5 Comments for “Dick Lyles: No double standard when it comes to bullying”

  1. Frank

    Hazing involves physical and psychological abuse, intimidation, harassment, coercion, etc. Bullying involves the same reprehensible conduct. There is no appreciable difference between the two. The idea that if someone is tough enough and survives hazing / bullying it's good, and if someone isn't tough enough and doesn't survive bullying / hazing it is bad – is absurd.

    • Amy Roost

      I agree with you, Frank. However there was a good discussion with players (former and current) on Sunday's NFL Today on just this topic (hazing v bullying) and they made some distinctions that made sense. Talked about breaking a rookie (and his ego) down only to build him up again. But by breaking down they were talking about having the rookie deliver breakfast sandwiches to the older guys (humbling a young man who is accustomed to "having it all" in college). NOT, calling him names or threatening his safety. The NFL is a strange and sometimes brutal culture to be sure, but I was surprised and please by how outspoken each of these players were about the inappropriateness of Incognito's behavior–especially Shannon Sharp. If you get a chance look it up on YouTube or CBS.com. I will say this…there is a lot more to come on this story. I think there was a cover up on the part of the Dolphins' management and heads are gonna roll.

      • Frank

        So those who bully and haze have sufficient intelligence to determine the sensitivity of their victims and how much is too much for each of them? Is the psychological damage and in many cases, resulting physical injury and even, in some cases, death from hazing and bullying an 'acceptable risk' to allow the practice anyway? Do sports coaches, among the more stellar intellects in the IQ firmament, have the sense ability to direct or allow 'proper' hazing and bullying as a solution to someones perceived ego problem? What about the character of those non-rookie players who acquiesce to the hazing by taking the food and becoming accessories to the abominable practice?

        Breaking down someone in order to get them to do or be what you want them to be is called torture. Anyone who believes in any form of that as a means which justifies any end has no business having authority or control over anyone.

        • Amy Roost

          Hey Frank, I know! Maybe we should have the Obama administration regulate bullying and hazing?

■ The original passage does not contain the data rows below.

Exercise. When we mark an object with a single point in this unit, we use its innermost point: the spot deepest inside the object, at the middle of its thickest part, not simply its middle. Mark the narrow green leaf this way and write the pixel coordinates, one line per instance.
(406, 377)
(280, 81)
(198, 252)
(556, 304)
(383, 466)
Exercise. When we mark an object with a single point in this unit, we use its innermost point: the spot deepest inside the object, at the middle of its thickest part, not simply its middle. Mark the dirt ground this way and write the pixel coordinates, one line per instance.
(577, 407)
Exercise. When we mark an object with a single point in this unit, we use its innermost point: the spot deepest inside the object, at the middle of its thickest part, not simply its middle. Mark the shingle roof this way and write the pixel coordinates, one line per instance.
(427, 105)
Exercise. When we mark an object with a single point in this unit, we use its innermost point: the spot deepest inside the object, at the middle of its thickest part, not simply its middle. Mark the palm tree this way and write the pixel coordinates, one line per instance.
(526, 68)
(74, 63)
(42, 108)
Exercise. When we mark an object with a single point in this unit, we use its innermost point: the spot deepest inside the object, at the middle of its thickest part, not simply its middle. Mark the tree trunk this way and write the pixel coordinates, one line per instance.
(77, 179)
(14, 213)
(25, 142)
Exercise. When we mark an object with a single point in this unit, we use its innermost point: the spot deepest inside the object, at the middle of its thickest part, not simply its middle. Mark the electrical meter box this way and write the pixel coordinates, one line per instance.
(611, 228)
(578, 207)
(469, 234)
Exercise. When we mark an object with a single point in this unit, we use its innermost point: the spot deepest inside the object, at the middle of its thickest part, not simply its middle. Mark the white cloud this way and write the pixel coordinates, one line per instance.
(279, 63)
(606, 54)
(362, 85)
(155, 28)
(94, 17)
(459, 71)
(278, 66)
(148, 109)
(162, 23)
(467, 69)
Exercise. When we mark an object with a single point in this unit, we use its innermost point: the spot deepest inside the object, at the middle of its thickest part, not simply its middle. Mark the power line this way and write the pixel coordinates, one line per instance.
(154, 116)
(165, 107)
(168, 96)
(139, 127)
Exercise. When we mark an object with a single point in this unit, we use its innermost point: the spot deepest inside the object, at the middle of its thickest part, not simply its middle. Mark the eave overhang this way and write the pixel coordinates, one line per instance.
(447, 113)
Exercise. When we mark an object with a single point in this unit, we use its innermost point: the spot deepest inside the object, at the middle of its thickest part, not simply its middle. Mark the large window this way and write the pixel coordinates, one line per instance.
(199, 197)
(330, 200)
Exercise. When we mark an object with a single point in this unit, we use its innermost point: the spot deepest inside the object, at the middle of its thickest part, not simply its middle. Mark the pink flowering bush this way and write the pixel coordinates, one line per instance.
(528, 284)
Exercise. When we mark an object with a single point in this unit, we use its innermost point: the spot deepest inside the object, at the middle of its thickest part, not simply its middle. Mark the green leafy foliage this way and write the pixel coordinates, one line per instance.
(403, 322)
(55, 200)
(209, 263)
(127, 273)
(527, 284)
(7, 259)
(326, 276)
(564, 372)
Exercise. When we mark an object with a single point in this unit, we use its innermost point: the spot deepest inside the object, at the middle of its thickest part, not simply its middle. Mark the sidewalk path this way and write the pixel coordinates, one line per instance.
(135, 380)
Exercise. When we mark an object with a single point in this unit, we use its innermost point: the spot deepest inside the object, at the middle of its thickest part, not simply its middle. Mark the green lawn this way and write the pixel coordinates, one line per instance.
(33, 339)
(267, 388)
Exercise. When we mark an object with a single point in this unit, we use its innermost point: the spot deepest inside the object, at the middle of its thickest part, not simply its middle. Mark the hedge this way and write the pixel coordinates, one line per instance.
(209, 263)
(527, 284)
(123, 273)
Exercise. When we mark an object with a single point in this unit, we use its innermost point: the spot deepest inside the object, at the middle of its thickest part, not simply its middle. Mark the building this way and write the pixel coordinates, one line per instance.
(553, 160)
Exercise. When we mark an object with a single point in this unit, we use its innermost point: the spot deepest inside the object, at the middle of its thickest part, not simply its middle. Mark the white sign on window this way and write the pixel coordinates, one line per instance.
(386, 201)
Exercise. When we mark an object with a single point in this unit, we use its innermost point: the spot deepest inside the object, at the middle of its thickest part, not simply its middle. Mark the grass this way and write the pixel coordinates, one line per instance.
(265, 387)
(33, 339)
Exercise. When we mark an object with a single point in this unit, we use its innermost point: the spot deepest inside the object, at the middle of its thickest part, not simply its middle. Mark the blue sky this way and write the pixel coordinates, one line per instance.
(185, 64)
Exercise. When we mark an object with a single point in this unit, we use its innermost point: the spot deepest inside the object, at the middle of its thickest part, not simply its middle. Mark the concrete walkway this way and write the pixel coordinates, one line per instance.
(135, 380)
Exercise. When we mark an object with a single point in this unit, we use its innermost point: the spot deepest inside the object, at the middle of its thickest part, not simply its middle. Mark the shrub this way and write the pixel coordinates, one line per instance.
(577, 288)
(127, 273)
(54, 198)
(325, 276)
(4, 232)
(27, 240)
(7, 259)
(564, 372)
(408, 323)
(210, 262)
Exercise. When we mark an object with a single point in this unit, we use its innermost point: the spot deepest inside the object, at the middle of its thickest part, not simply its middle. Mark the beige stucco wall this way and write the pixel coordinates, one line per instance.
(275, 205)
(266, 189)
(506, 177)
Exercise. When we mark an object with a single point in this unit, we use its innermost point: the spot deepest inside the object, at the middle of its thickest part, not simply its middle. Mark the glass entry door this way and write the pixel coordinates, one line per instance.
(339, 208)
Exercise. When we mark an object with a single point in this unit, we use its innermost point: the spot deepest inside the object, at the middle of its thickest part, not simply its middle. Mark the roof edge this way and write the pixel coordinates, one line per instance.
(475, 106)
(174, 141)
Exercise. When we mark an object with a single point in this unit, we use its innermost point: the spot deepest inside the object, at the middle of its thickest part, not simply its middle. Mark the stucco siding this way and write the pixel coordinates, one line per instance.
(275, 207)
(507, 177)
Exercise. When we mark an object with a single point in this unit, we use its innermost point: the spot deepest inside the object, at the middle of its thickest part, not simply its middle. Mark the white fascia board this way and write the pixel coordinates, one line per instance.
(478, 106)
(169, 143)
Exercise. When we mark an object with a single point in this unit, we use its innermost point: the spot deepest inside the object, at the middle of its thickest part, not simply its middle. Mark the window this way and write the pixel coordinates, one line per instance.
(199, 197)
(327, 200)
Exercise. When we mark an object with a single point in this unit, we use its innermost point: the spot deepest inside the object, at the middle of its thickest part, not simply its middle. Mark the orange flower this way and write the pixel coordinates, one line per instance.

          Or maybe we should just be responsible for our own experience and accountable for our actions. I think most people know when to stop or when they've gone too far, even if their intentions were good. And when they don't stop, that is when management (bosses) step in. That's why the get paid the "big bucks". Good natured ribbing could be seen as bullying by someone who is highly sensitive and as comical by someone who is not. It's a personal call that needs to be made on a case by case basis.

          Just to be clear, I in no way think what Incognito did was good-natured ribbing nor do I condone what's been reported in the case. I'm just saying that there is a need for personal judgment and responsibility and when that fails, a need for someone in authority to step in and put an end to the transgression.

  2. guest

    Why is bullying so bad? Obama bullies everybody that has a perspective different than his. Plenty of examples. BTW, we are now well over 17 Trillion dollars in debt now. Thank you Obama.